McCarthy, 119 F.3d at 153 (citations omitted).

1. Defective Design[6]

To establish a design defect in a strict liability or negligence case under New

York law, a plaintiff must demonstrate that (1) the manufacturer marketed a product designed so that it was not reasonably safe, as there existed a substantial likelihood of harm, and (2) the defective design was a substantial factor in causing the plaintiff's injury. Valente v. Textron, Inc., 559 Fed.Appx. 11, 14 (2d Cir. 2014) (quoting Voss, 59 N.Y.2d at 107); Rogers, 485 F.Supp.2d at 127 n.11. It is well settled that it "is not enough... to demonstrate that a product is dangerous." Maxwell v. Howmedica Osteonics Corp, 713 F.Supp.2d 84, 91 (N.D.N.Y. 2010). A plaintiff must engage in a risk-utility test, assessing

(1) the product's utility to the public as a whole, (2) its utility to the individual user, (3) the likelihood that the product will cause injury; (4) the availability of safer design, (5) the possibility of designing and manufacturing the product so that it is safer but remains functional and reasonably priced, (6) the degree of awareness of the product's potential danger that can reasonably be attributed to the injured user, and (7) the manufacturer's ability to spread the costs of any safety-related design changes.

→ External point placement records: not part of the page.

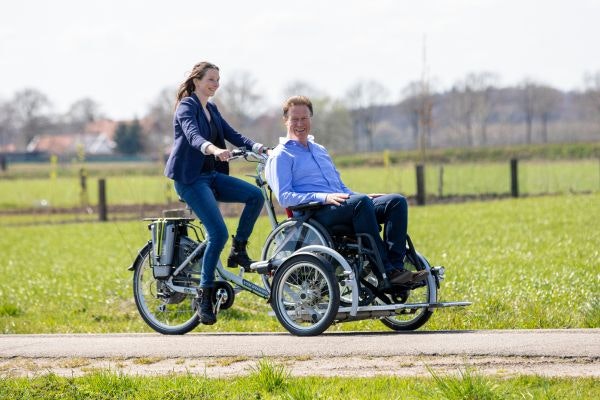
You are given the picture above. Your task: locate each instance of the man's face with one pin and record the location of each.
(298, 123)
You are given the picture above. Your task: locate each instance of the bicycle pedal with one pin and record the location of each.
(261, 267)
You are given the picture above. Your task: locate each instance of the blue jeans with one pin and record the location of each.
(366, 214)
(202, 197)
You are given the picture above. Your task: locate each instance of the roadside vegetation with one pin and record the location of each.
(272, 381)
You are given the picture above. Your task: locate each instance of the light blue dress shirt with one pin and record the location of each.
(301, 174)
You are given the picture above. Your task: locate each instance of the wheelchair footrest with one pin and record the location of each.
(261, 267)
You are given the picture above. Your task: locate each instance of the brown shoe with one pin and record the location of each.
(419, 276)
(400, 276)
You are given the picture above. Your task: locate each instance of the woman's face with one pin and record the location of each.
(208, 85)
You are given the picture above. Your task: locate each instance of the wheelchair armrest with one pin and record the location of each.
(313, 205)
(306, 206)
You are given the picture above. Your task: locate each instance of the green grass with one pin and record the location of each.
(535, 177)
(272, 381)
(525, 263)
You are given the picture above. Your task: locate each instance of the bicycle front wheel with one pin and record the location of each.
(164, 310)
(305, 295)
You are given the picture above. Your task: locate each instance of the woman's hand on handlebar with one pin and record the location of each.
(222, 154)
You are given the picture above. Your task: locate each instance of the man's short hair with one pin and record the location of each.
(296, 101)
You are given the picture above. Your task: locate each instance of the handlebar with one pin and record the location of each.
(248, 155)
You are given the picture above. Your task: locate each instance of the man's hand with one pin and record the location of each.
(336, 198)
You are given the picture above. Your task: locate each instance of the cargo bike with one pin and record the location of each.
(312, 276)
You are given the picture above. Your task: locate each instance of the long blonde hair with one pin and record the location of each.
(187, 87)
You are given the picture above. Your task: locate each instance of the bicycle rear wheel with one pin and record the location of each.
(164, 310)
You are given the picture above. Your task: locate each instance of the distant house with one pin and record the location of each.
(96, 138)
(70, 143)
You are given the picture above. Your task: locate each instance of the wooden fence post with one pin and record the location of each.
(441, 182)
(514, 177)
(420, 170)
(102, 200)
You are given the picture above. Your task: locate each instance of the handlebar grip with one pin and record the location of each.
(238, 152)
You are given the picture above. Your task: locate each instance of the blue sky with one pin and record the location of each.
(122, 53)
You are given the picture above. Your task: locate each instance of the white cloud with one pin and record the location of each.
(122, 53)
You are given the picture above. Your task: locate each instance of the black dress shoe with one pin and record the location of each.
(400, 276)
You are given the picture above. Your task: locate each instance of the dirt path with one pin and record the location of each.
(506, 353)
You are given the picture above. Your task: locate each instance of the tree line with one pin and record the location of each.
(474, 111)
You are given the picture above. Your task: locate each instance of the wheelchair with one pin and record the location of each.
(330, 275)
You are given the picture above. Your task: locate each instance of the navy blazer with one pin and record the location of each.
(192, 130)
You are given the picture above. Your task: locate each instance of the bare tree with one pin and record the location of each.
(300, 88)
(410, 106)
(83, 111)
(547, 101)
(240, 99)
(159, 120)
(332, 125)
(363, 100)
(32, 110)
(471, 104)
(528, 93)
(592, 93)
(7, 124)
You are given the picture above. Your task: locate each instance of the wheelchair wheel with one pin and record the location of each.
(289, 237)
(421, 292)
(165, 311)
(305, 295)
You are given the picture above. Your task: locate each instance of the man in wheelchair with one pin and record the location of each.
(301, 171)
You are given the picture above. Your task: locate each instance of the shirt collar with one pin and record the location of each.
(285, 140)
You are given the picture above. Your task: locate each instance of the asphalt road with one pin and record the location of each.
(574, 352)
(538, 343)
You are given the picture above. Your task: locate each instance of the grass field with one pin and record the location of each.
(535, 177)
(271, 381)
(525, 263)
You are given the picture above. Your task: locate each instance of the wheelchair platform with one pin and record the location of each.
(387, 310)
(379, 311)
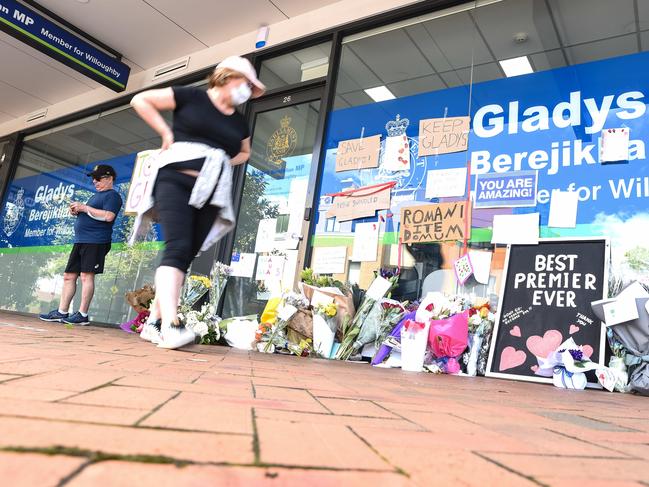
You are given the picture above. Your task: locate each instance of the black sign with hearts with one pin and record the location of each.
(545, 299)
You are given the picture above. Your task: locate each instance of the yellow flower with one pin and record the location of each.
(270, 312)
(202, 279)
(331, 310)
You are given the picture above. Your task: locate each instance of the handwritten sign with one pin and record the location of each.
(442, 183)
(545, 299)
(443, 135)
(514, 189)
(435, 223)
(270, 268)
(329, 260)
(139, 180)
(358, 153)
(360, 203)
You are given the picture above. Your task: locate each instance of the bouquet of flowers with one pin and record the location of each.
(393, 340)
(339, 292)
(391, 314)
(481, 323)
(219, 276)
(302, 349)
(567, 366)
(364, 327)
(194, 288)
(272, 332)
(140, 300)
(203, 322)
(324, 328)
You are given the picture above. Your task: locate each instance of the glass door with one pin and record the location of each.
(271, 233)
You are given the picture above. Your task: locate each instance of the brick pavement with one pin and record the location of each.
(92, 406)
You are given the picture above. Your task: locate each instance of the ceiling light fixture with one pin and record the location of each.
(379, 93)
(516, 66)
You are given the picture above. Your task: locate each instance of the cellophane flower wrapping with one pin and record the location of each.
(365, 326)
(384, 350)
(194, 288)
(481, 323)
(219, 276)
(203, 322)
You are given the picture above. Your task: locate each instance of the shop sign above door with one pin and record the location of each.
(31, 28)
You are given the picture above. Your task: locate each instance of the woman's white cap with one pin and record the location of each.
(243, 66)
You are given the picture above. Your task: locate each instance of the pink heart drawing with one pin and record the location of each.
(542, 347)
(510, 358)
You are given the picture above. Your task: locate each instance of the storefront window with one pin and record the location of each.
(298, 66)
(539, 81)
(37, 231)
(270, 234)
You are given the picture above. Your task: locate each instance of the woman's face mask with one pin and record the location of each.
(240, 94)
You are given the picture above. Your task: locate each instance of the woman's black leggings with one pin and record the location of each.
(184, 227)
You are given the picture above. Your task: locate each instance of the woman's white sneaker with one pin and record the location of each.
(151, 332)
(176, 336)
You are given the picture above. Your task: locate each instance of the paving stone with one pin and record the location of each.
(31, 469)
(197, 447)
(69, 412)
(75, 380)
(321, 422)
(575, 467)
(312, 444)
(122, 474)
(203, 413)
(123, 397)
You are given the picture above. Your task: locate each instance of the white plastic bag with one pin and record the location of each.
(240, 333)
(413, 346)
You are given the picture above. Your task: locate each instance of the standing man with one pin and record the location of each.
(93, 232)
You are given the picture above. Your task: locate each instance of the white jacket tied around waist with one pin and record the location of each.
(213, 185)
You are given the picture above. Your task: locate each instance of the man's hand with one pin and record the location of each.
(167, 140)
(76, 208)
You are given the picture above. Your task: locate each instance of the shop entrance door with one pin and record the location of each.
(270, 238)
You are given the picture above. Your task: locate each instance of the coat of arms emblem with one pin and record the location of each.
(282, 143)
(14, 214)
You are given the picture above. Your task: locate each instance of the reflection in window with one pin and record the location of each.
(298, 66)
(50, 174)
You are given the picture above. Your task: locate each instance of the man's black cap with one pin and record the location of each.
(102, 170)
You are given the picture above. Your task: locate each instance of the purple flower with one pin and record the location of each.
(577, 355)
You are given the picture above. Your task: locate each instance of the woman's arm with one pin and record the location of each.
(148, 105)
(243, 155)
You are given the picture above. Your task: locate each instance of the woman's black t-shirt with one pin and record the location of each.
(196, 119)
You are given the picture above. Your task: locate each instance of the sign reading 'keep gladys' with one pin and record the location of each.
(443, 135)
(435, 223)
(358, 153)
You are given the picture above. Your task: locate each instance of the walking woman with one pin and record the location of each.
(191, 185)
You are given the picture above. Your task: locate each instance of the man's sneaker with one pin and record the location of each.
(53, 316)
(76, 319)
(151, 331)
(176, 336)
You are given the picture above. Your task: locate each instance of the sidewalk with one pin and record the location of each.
(93, 406)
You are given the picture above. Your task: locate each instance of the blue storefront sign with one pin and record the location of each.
(548, 122)
(30, 27)
(514, 189)
(37, 208)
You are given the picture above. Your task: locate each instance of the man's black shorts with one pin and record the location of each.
(87, 258)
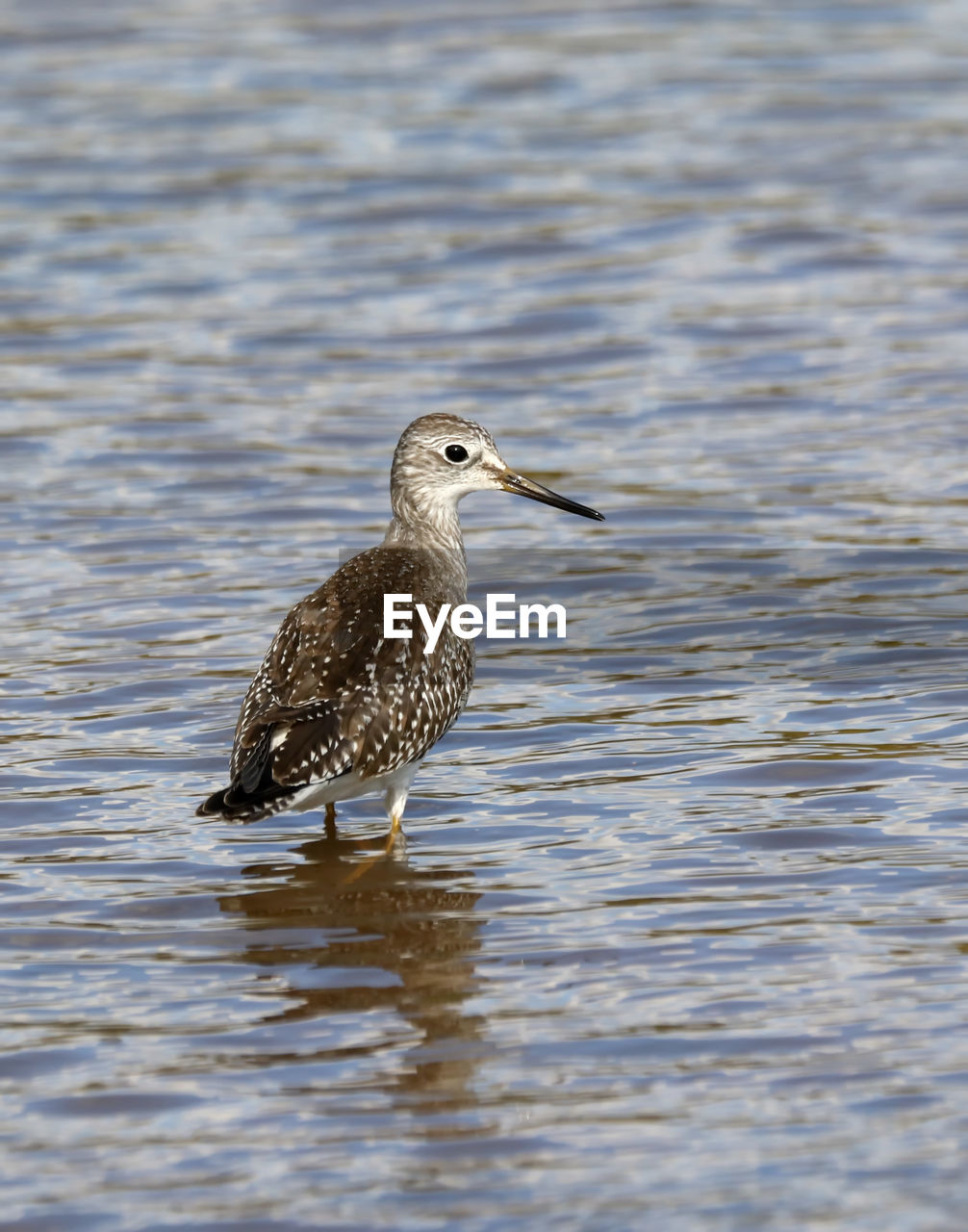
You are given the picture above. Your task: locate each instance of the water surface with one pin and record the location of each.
(680, 937)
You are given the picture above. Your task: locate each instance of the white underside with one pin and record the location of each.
(393, 786)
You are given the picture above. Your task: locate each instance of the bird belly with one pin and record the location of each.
(350, 786)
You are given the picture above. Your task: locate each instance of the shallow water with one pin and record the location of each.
(680, 937)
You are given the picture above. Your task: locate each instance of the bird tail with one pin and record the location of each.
(234, 804)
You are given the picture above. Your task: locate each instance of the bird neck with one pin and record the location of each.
(435, 527)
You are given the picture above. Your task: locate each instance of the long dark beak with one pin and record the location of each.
(522, 487)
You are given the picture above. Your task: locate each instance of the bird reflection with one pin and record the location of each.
(320, 911)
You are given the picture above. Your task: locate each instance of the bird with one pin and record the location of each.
(338, 709)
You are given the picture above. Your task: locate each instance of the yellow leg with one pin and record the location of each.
(395, 831)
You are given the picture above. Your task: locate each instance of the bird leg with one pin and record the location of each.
(366, 865)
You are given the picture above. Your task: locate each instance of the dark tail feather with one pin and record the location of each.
(236, 805)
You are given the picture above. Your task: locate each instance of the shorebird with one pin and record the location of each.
(338, 709)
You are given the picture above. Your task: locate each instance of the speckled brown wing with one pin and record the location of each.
(334, 695)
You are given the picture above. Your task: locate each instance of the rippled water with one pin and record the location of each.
(680, 937)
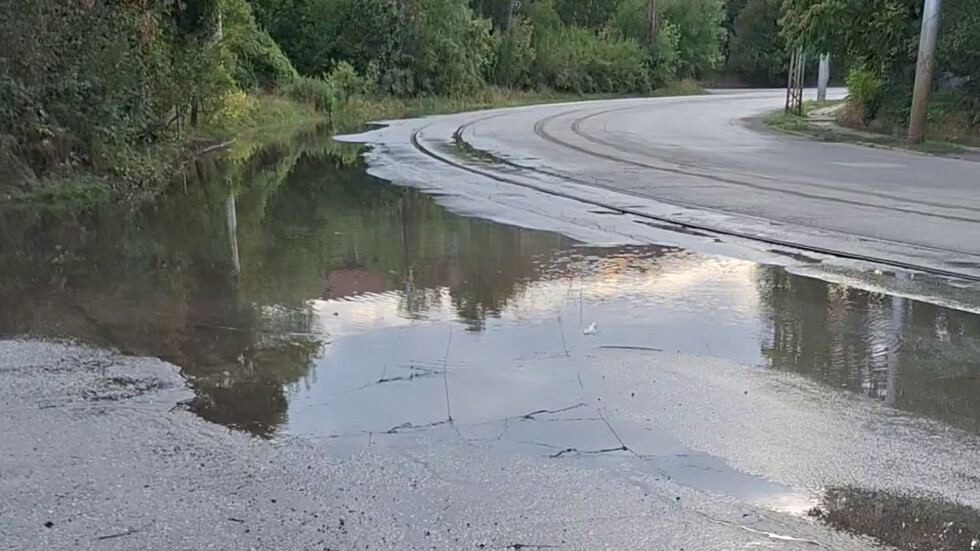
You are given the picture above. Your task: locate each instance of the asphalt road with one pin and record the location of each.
(708, 162)
(548, 443)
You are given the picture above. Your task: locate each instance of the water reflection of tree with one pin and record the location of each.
(916, 356)
(162, 279)
(901, 521)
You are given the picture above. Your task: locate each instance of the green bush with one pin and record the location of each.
(700, 31)
(313, 91)
(663, 56)
(573, 59)
(864, 93)
(514, 55)
(258, 61)
(757, 51)
(449, 49)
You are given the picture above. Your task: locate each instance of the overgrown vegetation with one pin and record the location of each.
(879, 39)
(113, 91)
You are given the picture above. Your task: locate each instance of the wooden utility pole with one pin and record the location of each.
(650, 21)
(924, 69)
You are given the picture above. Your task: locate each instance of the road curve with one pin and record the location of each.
(706, 162)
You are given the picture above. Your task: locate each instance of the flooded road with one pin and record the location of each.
(301, 297)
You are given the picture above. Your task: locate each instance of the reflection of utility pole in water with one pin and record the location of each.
(894, 354)
(231, 223)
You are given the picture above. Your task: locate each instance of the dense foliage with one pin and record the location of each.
(89, 85)
(880, 39)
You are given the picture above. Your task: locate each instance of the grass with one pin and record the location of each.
(787, 122)
(246, 122)
(354, 113)
(139, 174)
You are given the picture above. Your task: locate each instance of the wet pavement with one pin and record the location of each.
(303, 299)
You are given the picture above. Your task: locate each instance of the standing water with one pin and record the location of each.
(299, 295)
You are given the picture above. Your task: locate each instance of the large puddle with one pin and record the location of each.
(300, 295)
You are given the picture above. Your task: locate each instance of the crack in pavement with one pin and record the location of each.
(531, 416)
(587, 452)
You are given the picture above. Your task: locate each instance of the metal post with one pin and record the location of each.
(790, 82)
(923, 70)
(823, 78)
(794, 88)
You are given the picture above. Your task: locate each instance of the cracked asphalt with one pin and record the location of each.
(705, 162)
(592, 344)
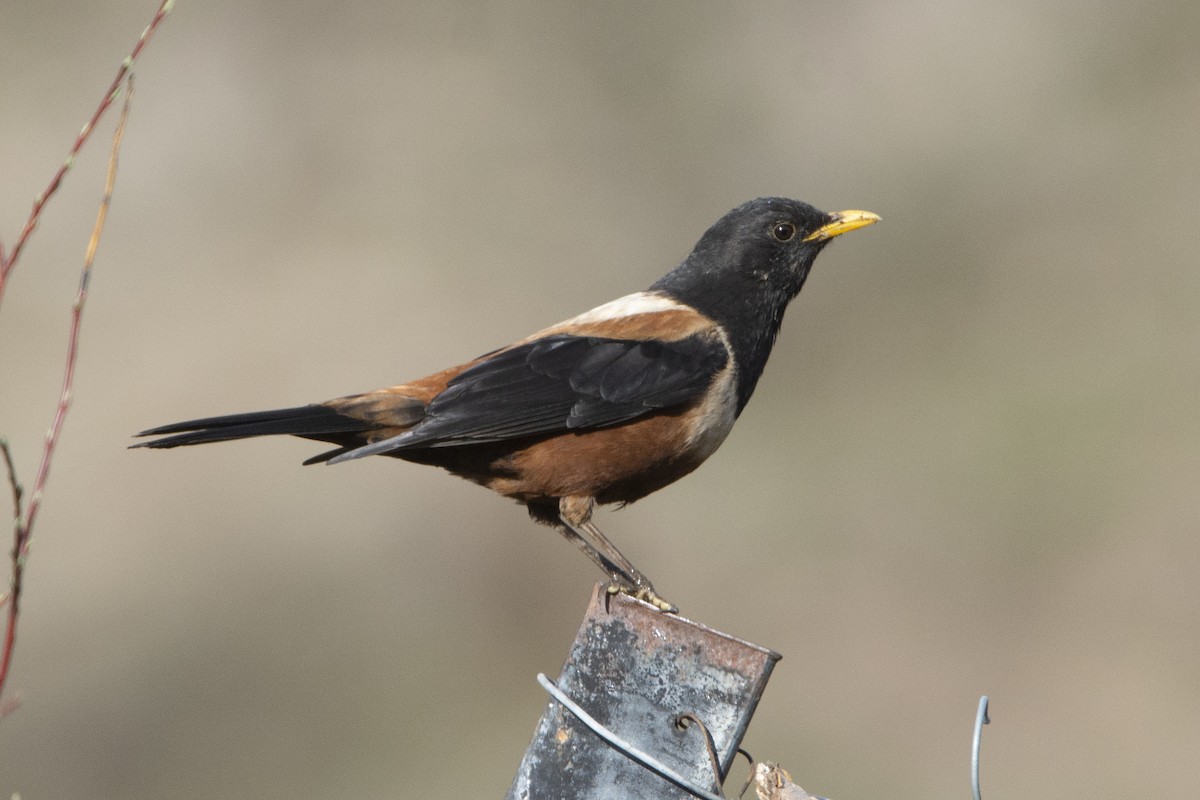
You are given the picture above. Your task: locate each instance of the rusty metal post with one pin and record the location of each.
(635, 671)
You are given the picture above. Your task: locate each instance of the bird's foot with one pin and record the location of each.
(646, 594)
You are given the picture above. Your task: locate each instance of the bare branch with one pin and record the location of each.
(24, 528)
(9, 260)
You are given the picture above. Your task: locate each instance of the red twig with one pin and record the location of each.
(9, 260)
(23, 525)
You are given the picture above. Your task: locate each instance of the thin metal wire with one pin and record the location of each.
(709, 745)
(981, 721)
(754, 765)
(623, 746)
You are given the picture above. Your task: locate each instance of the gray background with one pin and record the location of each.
(971, 467)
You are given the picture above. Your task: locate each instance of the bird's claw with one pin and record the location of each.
(646, 594)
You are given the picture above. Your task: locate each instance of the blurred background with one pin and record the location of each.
(972, 465)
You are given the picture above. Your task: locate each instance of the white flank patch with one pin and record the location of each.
(641, 302)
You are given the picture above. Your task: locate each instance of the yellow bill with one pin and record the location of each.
(843, 222)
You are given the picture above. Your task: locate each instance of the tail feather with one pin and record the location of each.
(318, 422)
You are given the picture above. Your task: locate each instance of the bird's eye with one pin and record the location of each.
(783, 230)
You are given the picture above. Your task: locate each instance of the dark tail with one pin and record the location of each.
(318, 422)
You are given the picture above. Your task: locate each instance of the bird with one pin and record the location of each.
(601, 408)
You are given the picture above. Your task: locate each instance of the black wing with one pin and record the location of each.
(562, 383)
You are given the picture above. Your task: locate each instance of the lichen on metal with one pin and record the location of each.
(636, 669)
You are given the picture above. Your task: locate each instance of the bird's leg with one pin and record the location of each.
(549, 516)
(576, 513)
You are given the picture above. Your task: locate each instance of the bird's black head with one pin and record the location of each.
(748, 266)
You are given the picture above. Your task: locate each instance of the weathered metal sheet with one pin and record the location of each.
(636, 669)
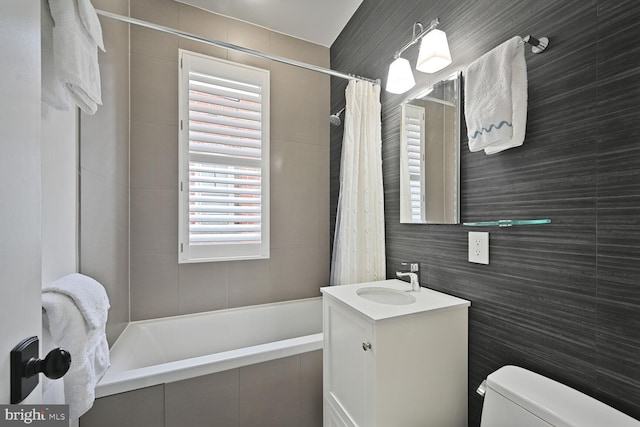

Denny, 87 N.Y.2d at 257. This analysis "must establish that a different design would have (1) led to improved safety and (2) been economically and technically feasible.'" Maxwell, 713 F.Supp.2d at 91 (citation omitted). Thus,

in order to make out a prima facie case (and to raise a genuine issue of fact when confronted with a motion for summary judgement), [a plaintiff] must present some admissible evidence that there exists a technologically feasible and commercially practicable alternative design" that would have reduced or prevented the harm sustained by the plaintiff.

Soliman v. Daimler AG, 10-CV-408 (SJF/AKT), 2011 WL 6945707, at *5 (E.D.N.Y. Aug. 8, 2011)(quoting Guarascio v. Drake Assocs. Inc., 582 F.Supp.2d 459, 463 (S.D.N.Y. 2008)). A design defect claim based on strict liability or negligence must fail where a plaintiff fails to allege a safer alternative design. S.F. v. Archer Daniels Midland Co, 2014 WL 6980449, at *1, ___ Fed.Appx. ___ (2d Cir. 2014); In re Methyl Tertiary Butyl Ether ("MTBE") Products Liability Litig., 725 F.3d 65, 99 (2d Cir. 2013)(same); Gaudette v. Saint-Gobain Performance Plastics Corp., 11-CV-932 (MAD/RFT), 2014 WL 1311530, at *12 (N.D.N.Y. Mar. 28, 2014) (noting that the "showing of a feasible, alternative design is a sine qua non of a design defect claim.").

Under New York law, unless the reasonable alternative design is obvious and understandable to a layperson, a plaintiff seeking to establish a design defect is required to submit expert testimony as to the feasibility and efficacy of alternative designs. Maxwell, 713 F.Supp.2d at 91. Whether a product is unreasonably dangerous is a question for the jury. Urena v. Biro Mfg. Co., 114 F.3d 359, 364 (2d Cir. 1997). However, "it is only after [the] plaintiff has satisfied this burden of proving a safer, feasible alternative design that the jury goes on to weigh whether, under all relevant circumstances, the utility of the actual product outweighs the risk." Crespo v. Chrysler Corp., 75 F.Supp.2d 225, 228 (S.D.N.Y. 1999) (citation omitted).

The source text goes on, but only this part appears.